The 2021 Operating Plan is live, a relatively comprehensive list of things we want to get done. We have already delivered on a lot of these items, including full regional pricing available on all membership types, from Student ($8) through Lifetime ($200) membership, startup pricing for a corporate membership ($2k), regional pricing for all corporate membership types, and periodic monthly, quarterly and annual billing for startups, regional, and full corporate memberships. I will be keeping a close eye on the critical projects to ensure that they are all done by the end of 2021.

I’d love for the community to get involved in many of these operational projects and make them better. Like the merchandise design and store, many of these projects are run in conjunction with the Outreach Committee. Not only is it possible for you to get involved and shape OWASP, but your help and involvement also helps fund our mission as well. This is one of the overarching themes of the 2021 Operating Plan: getting our community actively invested and involved in our mission. We used to do this all the time, but the larger we get, the more work the Foundation took on, and things stopped evolving. We need to ensure that our direction comes from the community and move with the times and our members’ interests.

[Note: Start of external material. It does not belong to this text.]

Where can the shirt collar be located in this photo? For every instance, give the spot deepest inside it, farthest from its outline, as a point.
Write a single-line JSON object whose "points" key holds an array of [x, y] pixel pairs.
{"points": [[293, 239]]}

Looking forward to 2022 and beyond. We need to restart full operations, including chapter, regional and global appsecs again.

The OWASP Foundation is here to enable the mission, not do it. We need the community to come back to our mission. I hope that during the Board strategy face to face, we can think of the next mission statement, as we need a new one that will serve us well for the next 5-20 years. If you have ideas along these lines, please contact your friendly Board members.

Merry Christmas and Happy New Year, and let’s hope 2021 brings more joy than 2020. See you all next year!